In its first two decades of production, Volvo established a reputation for reliable and robust cars. But by the 1950s the company sought the glamour and glory that only a sports car can offer. Its first attempt, the ill-fated P1900, despite being modelled on a Corvette, was such a flop only 68 were ever made. For its successor, the P1800, Volvo turned to Italy, the undisputed home of sports car design. They hoped to create the perfect hybrid: a Scandinavian heart in a svelte Italian suit. Ironically, after travelling thousands of miles in the search of the perfect design, they chose a model created by a Swede, Pelle Pettersson, then working for Italian design house Pietro Frua. The result was daring and distinctive, with sweeping lines, an imposing profile and fashionable fins and flares.
Unlike its rivals, the P1800 didn't opt for a snarling V8 or a super-smooth straight six. Instead a very efficient four-cylinder powerplant with a modest 1800cc produced an impressive 100 bhp. This promised a top speed of a shade under 190kph, sub-10-second acceleration to 100kph and class-leading fuel efficiency.

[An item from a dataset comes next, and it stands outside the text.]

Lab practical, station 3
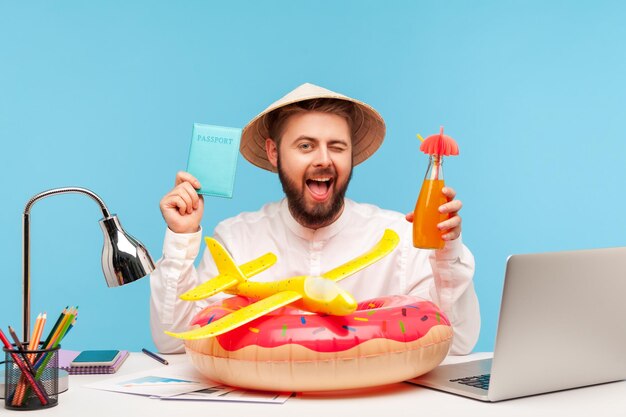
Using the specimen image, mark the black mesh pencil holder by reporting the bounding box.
[4,346,60,410]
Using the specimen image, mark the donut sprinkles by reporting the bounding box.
[185,296,452,391]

Although undoubtedly a better-looking and engineered car than its predecessor, the P1800 was pitched into a market featuring some of the most iconic models of the 20th century. Pricing strategy was always going to be a key factor in determining its success. However, import costs led to an inflated list price in the key markets of England and the US. It seems absurd now, but the P1800 was actually more expensive for British buyers than the Jaguar E-Type, one of the most sought-after cars in history.
Volvo needed an innovative promotional campaign to penetrate the market; in 1962, they found just that. Jaguar had declined an invitation to supply a car for the new television drama The Saint and its dashing young star, Roger Moore. Volvo gladly stepped into the breach and the P1800 was thrust into the public consciousness as the stylish, sporty steed of the show's hero, Simon Templar. And the bond between man and car was real enough, as Roger Moore become a vocal Volvo owner and advocate in real life. But while it undoubtedly leant the P1800 a cult status, the high list price did restrict saturation of the market. In a 13-year production, fewer than 50,000 models were built.
For the start of its second decade of production, the model was given an update. A fuel-injected engine was added, producing 130hp, and a quirky "fast-hatch" estate model was launched. The estate aligned speed and style with a practicality and load-carrying capacity previously beyond the reach of sports car enthusiasts. Along with the Reliant Scimitar, the model created a new niche in the market. Its glass tailgate has remained a Volvo style cue with the 1990s 480 and the current C3 models sharing the same feature.
But for all its style, sophistication and TV-star glamour, the P1800 remains, at heart, a Volvo, with all the hallmarks that have made the marque famous. An American-owned P1800 holds the world record as the car with the highest mileage: a 1966 model owned by Irv Gordon passed the 2.8-million-mile mark last year and is still going strong. Decades after The Saint left the screen, the P1800 was introduced to a new generation of viewers as Gordon was a guest on The Tonight Show with Jay Leno. The car was once again the star, but with a very different driver with a very different mission.